HE TRAIN WAS NOT PARTICULARLY CROWDED.
The people in the corridor had enough room to lie stretched out;
the young westerner only had to share the space at the end with an old sadhu.
He leaned against his pack, his head falling on his chest. There was room
enough for his legs his companion was curled up by the other door
but his knees were drawn up and his wrists hung over them. His jacket
was zipped up but his feet were bare. A pair of leather sandals were stuffed
half under the rucksack, their buckles glinting in the moonlight that his
watch reflected into crazy curves on the ceiling.
Only one person seemed to be awake, a wizened little
man who squatted at the far end. He wore a lunghi and a torn white shirt.
He stared out of the window at the paddy fields rolling by. A little village
flickered past and he rubbed his eyes and stood up. He leaned into the corridor
and began to tiptoe over the bodies lying there. He paused between steps
and glanced around. No one noticed him enough to wake up. He reached the
end and maneuvered around the sadhu. He stood still for a full minute. No
one stirred. The train kept its steady rhythm.

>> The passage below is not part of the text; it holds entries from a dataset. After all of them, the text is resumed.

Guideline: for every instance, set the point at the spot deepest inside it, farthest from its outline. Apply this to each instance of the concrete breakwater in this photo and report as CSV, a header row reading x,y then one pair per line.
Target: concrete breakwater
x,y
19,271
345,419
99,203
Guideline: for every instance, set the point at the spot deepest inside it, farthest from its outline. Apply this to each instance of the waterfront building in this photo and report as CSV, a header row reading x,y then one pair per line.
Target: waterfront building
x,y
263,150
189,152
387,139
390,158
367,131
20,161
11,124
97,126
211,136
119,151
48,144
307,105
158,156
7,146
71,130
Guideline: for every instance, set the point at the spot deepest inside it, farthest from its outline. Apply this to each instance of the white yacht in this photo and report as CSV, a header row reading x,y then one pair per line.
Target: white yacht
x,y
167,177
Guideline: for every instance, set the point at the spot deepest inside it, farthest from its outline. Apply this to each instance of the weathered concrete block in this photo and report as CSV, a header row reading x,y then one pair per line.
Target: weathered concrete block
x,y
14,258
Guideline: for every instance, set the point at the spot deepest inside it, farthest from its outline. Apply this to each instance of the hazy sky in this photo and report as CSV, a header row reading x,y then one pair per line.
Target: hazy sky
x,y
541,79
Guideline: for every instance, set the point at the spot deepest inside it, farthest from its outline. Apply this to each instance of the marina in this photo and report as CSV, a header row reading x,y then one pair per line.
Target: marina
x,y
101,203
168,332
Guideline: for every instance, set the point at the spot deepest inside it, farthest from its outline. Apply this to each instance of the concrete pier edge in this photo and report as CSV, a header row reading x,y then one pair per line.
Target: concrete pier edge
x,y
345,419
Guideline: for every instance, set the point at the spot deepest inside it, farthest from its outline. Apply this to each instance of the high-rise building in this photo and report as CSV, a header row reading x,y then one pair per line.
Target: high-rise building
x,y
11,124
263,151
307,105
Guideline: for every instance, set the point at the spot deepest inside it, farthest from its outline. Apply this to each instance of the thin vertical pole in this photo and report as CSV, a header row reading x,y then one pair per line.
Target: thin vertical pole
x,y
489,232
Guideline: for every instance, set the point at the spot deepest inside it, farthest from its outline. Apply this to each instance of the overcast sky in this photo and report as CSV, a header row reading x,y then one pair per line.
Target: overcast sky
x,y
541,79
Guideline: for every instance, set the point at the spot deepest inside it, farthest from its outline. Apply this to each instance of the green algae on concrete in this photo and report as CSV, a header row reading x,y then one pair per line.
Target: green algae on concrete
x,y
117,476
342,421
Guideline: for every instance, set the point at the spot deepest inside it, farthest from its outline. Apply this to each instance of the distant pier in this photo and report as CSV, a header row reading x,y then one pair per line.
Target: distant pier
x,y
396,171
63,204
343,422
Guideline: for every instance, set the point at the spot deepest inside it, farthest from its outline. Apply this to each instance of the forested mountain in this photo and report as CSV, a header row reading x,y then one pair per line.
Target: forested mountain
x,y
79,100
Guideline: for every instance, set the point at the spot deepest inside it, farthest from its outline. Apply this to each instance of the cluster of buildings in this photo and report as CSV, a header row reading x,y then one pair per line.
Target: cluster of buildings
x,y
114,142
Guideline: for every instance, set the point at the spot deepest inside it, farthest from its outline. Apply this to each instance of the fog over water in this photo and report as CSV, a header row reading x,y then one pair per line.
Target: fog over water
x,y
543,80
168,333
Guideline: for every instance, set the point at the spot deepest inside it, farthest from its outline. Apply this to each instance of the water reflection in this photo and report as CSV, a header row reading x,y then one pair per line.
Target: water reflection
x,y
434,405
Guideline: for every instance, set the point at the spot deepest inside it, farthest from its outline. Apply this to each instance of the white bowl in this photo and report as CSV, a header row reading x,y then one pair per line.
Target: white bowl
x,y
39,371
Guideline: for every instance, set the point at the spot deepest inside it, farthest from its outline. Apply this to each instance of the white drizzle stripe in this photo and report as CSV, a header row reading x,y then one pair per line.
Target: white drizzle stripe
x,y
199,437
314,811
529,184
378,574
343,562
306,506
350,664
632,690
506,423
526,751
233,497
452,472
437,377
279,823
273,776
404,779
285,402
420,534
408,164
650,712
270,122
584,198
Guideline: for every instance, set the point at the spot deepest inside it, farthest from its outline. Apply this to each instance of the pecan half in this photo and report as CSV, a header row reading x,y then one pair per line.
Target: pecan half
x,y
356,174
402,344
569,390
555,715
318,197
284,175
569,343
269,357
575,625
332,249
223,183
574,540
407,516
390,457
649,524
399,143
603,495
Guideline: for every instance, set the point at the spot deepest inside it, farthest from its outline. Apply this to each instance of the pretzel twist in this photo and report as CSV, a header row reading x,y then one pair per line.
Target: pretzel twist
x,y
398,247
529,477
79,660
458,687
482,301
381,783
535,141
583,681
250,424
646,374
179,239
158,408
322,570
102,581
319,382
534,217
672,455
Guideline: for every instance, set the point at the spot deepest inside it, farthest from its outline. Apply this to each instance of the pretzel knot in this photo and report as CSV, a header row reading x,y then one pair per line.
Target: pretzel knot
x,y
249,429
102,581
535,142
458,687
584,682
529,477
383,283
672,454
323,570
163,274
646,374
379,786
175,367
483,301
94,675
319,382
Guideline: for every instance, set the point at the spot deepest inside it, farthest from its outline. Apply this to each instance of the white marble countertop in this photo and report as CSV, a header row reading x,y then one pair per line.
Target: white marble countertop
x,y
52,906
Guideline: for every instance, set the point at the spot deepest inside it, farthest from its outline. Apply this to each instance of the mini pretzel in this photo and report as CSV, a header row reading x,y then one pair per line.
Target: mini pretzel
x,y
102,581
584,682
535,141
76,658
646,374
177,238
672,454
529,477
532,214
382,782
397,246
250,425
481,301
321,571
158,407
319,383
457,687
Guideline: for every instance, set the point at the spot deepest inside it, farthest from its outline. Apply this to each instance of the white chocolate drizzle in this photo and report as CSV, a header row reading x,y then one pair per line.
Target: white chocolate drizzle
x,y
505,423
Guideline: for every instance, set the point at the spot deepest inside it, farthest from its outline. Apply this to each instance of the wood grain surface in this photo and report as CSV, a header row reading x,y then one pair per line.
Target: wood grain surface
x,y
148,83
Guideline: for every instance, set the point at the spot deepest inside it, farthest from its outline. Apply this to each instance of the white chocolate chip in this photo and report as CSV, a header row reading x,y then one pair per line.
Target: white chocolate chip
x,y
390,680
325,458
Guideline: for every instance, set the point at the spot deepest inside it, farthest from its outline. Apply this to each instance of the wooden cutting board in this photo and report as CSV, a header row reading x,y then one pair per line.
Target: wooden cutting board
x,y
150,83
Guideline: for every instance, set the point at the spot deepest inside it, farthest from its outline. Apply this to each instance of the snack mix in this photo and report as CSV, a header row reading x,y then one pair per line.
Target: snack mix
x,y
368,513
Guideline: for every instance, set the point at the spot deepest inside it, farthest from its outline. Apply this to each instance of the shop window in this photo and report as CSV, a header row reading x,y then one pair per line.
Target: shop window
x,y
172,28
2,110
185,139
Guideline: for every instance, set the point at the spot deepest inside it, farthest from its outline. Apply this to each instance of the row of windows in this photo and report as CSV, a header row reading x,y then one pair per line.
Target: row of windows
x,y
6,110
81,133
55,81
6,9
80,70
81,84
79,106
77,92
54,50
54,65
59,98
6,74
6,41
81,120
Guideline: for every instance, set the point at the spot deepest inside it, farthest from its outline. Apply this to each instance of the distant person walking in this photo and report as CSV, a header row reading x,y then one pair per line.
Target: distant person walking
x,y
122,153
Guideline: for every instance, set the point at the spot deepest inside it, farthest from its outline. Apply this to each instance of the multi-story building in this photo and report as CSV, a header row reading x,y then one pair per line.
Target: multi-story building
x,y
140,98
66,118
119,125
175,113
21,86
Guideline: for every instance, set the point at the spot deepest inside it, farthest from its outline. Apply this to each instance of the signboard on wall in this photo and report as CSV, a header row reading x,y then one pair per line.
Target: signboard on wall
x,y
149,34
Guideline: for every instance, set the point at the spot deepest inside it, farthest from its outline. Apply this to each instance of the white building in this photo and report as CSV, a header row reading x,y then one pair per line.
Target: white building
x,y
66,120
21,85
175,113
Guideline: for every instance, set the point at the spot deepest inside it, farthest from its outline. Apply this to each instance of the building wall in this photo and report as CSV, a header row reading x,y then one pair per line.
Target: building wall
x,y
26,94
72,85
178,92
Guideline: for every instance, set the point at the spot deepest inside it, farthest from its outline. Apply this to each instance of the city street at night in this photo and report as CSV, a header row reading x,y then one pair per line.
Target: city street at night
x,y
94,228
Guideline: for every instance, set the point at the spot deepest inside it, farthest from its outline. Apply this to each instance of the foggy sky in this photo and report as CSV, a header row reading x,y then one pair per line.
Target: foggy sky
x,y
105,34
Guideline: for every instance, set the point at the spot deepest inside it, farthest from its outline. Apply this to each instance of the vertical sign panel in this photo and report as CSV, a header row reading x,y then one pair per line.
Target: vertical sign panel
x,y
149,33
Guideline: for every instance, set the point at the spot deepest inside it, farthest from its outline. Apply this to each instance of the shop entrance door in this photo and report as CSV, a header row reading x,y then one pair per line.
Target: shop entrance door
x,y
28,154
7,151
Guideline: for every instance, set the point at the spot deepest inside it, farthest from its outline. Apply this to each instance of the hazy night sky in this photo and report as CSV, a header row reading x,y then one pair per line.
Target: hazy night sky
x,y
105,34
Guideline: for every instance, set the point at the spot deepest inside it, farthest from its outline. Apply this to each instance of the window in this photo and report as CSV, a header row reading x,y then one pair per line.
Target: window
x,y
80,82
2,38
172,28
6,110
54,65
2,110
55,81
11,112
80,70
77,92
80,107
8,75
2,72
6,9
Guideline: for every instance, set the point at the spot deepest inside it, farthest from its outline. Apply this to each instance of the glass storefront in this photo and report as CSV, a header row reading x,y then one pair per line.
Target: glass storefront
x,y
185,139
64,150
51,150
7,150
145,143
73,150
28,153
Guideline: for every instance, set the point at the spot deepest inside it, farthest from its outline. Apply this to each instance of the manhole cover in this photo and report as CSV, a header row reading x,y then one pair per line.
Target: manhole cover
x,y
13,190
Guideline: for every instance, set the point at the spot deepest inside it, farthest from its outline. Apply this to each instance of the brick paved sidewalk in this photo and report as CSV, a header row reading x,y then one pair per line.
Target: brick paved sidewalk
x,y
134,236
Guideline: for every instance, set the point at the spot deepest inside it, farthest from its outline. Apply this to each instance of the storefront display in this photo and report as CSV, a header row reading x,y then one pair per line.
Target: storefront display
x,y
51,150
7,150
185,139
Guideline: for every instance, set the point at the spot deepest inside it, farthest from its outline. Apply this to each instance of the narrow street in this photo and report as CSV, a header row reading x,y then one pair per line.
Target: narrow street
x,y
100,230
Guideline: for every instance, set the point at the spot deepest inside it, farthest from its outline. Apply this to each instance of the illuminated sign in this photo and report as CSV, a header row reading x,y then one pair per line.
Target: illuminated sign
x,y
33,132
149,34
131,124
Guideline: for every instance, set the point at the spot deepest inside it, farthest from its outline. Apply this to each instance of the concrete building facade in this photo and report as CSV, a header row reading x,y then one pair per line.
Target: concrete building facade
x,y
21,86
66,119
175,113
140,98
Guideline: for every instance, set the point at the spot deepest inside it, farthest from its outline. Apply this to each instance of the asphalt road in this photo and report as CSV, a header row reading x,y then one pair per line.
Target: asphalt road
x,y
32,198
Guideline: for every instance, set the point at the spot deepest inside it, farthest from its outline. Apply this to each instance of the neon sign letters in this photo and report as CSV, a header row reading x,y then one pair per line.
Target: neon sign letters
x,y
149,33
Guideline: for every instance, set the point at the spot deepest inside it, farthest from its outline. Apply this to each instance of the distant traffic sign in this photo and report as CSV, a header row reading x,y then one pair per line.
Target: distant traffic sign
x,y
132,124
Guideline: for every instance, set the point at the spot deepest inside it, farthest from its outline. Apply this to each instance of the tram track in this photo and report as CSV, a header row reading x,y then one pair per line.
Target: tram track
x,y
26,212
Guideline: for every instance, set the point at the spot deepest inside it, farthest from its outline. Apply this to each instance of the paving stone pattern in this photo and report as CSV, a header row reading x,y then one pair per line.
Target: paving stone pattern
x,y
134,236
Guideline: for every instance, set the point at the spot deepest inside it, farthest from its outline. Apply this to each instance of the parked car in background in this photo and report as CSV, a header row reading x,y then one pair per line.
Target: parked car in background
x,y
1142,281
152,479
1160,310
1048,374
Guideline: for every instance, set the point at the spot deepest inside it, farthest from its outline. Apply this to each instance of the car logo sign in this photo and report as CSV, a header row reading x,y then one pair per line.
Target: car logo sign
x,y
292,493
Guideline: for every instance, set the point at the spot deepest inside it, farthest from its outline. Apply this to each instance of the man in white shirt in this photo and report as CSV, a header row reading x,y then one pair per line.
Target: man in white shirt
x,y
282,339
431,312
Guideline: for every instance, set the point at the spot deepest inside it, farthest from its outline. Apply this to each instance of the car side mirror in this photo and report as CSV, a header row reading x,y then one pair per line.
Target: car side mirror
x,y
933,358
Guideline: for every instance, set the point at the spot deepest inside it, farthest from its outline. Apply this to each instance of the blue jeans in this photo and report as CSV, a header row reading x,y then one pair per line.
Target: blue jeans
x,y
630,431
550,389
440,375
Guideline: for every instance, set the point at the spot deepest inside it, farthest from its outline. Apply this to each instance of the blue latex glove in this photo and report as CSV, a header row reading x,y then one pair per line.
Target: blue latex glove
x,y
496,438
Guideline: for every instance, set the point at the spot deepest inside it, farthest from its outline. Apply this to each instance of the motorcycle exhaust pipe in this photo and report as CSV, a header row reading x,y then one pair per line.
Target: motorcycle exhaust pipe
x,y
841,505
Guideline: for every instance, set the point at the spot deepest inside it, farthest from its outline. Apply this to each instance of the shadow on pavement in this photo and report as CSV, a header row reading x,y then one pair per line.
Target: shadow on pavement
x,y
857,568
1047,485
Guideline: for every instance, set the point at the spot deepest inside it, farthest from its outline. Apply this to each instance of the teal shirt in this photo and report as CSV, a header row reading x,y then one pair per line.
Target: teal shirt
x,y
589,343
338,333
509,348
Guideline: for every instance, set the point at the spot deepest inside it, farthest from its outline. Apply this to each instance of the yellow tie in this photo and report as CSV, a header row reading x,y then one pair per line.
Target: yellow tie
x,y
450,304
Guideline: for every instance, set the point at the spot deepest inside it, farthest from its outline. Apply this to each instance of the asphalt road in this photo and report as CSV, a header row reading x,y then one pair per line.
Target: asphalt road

He looked quickly back down the corridor and stepped
over towards the youth. Very softly, he knelt beside him and reached out
for the leather strap on his left wrist. The buckle was just visible. Slowly,
he drew the strap through the leather holder and on back till the prong
was exposed and gently on till the strap fell loose. The watch came away
in his hand.
He straightened up and hesitated. Then he leant over
and pulled the sandals out from under the pack. He stepped over into the
next carriage and away.
Ten minutes later, the young man was jarred awake as
the train stopped. He swore furiously but he had enough presence of mind
to make an official complaint. That way, his insurance would pay for it.